Home then was Tennessee. In the past, New York. Over the years, the couple had been involved in the gelato business “from the fringes” through equipment imports and helping jump-start six gelaterias in South Florida, among other ventures. When some of those other ventures bottomed out, the couple began to look for a fresh start.
A friend recommended Greenville as a step outside the rat race of New York — where it is almost impossible to open up a new gelateria, Richard Schweitzer said.
“I said, 'Mike, have you lost your mind.'”
Schweitzer had never heard of the place, but after coaxing from his wife that night, he decided to take the exit after all.
What amazed Schweitzer was that even on such a soggy day, patrons flocked to the city’s Main Street. Production of Leatherheads was underway. The Bon Secours Wellness Arena, then called the Bi-Lo Center, had a big-name show playing, as did the Peace Center.
“It was a drizzly October night. It was 52 degrees. It was ugly out. The streets were packed, and I was in a most foul mood that I’d probably been in in a long time. I just wanted to go home,” he said.
They decided to grab a bite to eat and were met by even more patrons which, as hungry as the Schweitzers were, led them to chew over what brought Greenvillians out to the streets in droves even on such a miserable night.
“I said, ‘We need to spend a week to see if this is really an option here,’” Schweitzer told his wife. “And we did.”
The couple was sold on Greenville but a new location would take a little more consideration. They set up their gelato stand in various locations across the city to see what place would stick and ended up at their first location on 9 W. Washington St. in 2006, naming it Luna Rosa Gelato Cafe.
Several years later, they moved into new digs at 123 Main St. And now, as Greenville’s Italian staple steps into a new location at 306 S. Main St. in Mauldin — the former location of Turtle Shell Bar & Grill — the Schweitzers can now say that the move is truly coming home.

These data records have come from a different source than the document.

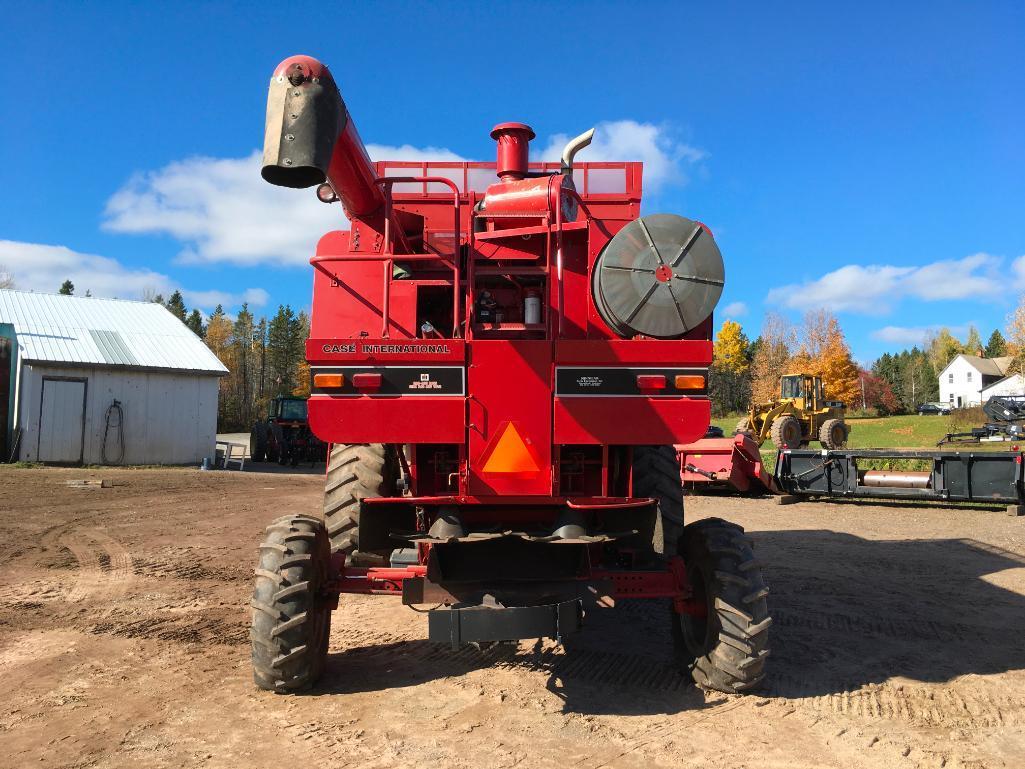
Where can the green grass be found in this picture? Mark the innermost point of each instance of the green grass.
(907, 432)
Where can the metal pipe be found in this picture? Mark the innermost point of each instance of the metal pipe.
(574, 146)
(896, 480)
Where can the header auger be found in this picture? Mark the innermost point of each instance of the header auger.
(502, 357)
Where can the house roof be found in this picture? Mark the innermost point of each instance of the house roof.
(987, 366)
(81, 330)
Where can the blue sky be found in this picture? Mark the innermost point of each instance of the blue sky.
(868, 158)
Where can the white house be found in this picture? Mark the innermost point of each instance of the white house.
(89, 380)
(1013, 385)
(962, 380)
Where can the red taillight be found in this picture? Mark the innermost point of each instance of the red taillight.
(367, 381)
(651, 381)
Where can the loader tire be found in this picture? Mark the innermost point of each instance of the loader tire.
(257, 443)
(355, 472)
(832, 434)
(291, 621)
(726, 650)
(785, 432)
(656, 474)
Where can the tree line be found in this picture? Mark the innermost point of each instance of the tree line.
(746, 371)
(264, 357)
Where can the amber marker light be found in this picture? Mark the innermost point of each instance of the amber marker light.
(689, 381)
(329, 380)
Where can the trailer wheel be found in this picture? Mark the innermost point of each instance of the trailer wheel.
(832, 434)
(725, 650)
(257, 443)
(785, 432)
(656, 474)
(291, 621)
(355, 472)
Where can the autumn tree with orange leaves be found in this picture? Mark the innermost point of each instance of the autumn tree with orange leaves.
(824, 352)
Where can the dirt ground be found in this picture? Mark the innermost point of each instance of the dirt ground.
(899, 641)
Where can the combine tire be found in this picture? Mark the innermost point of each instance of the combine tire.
(832, 434)
(725, 650)
(355, 471)
(291, 621)
(785, 432)
(656, 474)
(257, 443)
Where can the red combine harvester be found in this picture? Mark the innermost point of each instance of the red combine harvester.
(502, 358)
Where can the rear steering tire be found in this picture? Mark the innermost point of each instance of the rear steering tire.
(786, 432)
(291, 621)
(656, 475)
(355, 472)
(725, 650)
(832, 434)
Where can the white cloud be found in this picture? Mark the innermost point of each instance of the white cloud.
(913, 334)
(222, 210)
(39, 267)
(663, 157)
(735, 310)
(875, 289)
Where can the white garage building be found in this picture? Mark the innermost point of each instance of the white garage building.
(89, 380)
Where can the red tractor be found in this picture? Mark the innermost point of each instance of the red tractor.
(502, 358)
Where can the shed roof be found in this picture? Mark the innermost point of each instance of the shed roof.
(82, 330)
(987, 366)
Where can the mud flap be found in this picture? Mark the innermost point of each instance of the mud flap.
(461, 624)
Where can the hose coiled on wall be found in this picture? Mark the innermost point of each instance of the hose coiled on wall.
(119, 426)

As residents of Mauldin, they’ve noticed that fast food restaurants tend to dominate the culinary line-up at this point, but they believe Luna Rosa, with its 100-year-plus traditional Italian recipes from grandmothers on both sides of the family tree, stage for live-music and an outdoor deck covered by a wind-powered pinwheel-esque awning, will bring something new to the city.

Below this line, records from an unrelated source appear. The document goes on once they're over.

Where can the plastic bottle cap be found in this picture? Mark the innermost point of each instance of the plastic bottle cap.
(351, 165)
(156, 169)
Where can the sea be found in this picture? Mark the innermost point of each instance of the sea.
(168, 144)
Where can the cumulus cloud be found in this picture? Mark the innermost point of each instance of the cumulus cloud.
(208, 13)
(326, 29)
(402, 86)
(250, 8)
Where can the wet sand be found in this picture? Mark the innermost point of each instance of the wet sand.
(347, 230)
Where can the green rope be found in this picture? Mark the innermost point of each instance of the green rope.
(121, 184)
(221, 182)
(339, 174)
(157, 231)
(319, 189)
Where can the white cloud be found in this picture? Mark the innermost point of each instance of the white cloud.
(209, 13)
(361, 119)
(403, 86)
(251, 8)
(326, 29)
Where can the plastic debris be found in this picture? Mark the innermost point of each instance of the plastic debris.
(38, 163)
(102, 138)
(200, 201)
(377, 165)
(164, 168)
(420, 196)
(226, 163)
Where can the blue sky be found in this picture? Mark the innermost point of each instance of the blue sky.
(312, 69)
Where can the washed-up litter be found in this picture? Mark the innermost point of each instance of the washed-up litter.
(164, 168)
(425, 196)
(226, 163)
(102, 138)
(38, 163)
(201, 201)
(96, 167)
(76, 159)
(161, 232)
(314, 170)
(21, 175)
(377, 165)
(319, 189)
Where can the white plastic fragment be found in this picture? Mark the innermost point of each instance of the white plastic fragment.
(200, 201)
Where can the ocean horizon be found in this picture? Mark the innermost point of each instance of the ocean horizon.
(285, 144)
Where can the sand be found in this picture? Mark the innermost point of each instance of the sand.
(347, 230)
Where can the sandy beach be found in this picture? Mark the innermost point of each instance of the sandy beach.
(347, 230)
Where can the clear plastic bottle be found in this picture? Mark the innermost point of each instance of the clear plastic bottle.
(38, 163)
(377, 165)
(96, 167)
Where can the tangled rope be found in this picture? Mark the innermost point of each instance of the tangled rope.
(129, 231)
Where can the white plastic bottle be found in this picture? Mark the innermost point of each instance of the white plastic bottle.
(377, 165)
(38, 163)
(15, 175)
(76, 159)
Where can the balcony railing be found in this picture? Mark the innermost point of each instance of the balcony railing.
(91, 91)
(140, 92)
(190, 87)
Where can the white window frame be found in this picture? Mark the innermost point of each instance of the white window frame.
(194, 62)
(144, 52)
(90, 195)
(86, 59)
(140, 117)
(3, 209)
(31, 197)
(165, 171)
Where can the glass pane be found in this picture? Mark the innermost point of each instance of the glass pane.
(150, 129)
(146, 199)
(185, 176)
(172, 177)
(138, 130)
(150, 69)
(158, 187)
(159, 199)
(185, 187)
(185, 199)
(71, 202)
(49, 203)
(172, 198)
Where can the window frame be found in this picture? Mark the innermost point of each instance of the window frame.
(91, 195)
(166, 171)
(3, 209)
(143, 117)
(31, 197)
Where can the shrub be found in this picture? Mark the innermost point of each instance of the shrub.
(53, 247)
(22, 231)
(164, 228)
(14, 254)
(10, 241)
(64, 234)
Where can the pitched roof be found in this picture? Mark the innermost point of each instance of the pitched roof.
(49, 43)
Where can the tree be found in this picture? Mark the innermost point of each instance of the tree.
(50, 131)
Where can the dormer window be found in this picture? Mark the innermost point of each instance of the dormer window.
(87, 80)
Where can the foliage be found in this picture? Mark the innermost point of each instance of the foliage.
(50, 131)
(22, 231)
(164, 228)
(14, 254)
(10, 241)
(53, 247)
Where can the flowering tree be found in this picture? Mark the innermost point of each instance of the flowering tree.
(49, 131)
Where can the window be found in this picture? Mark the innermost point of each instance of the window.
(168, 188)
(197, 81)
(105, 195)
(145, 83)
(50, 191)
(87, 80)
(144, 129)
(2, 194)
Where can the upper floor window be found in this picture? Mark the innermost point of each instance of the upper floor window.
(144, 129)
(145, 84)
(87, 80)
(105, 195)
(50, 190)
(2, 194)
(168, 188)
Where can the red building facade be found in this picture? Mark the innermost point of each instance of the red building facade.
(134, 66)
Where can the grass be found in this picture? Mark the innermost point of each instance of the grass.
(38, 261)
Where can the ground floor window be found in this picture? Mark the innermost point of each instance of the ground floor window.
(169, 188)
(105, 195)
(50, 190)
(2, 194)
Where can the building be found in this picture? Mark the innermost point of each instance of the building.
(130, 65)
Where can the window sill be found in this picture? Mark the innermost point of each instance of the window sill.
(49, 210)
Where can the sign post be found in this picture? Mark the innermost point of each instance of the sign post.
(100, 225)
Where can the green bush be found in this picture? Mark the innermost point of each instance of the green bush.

“I think we’re going to do extremely well here,” he said. “We’re middle priced for really fine food, you can get gelato, we’re going to have a beautiful bar.”
The new location, designed by their son, Jason, will also showcase Luna Rosa’s classic offerings, barring a few gelato flavors reserved for their location in downtown Greenville. The Mauldin location, in exchange, will offer beer on tap that isn’t available downtown. To ease some of the challenges of renovation during a pandemic, city of Mauldin Mayor Terry Merritt gifted the restaurant $5,000 on Tuesday from the city's fascade grant improvement fund.
Merritt argues that the incoming restaurant is a harbinger of a slew of new restaurants and development in the city.
"That's the first step. Now, we have a beautiful upfit restaurant, a nice place to go sit down and have a relaxing dinner," Merritt said. "I'm looking forward to it."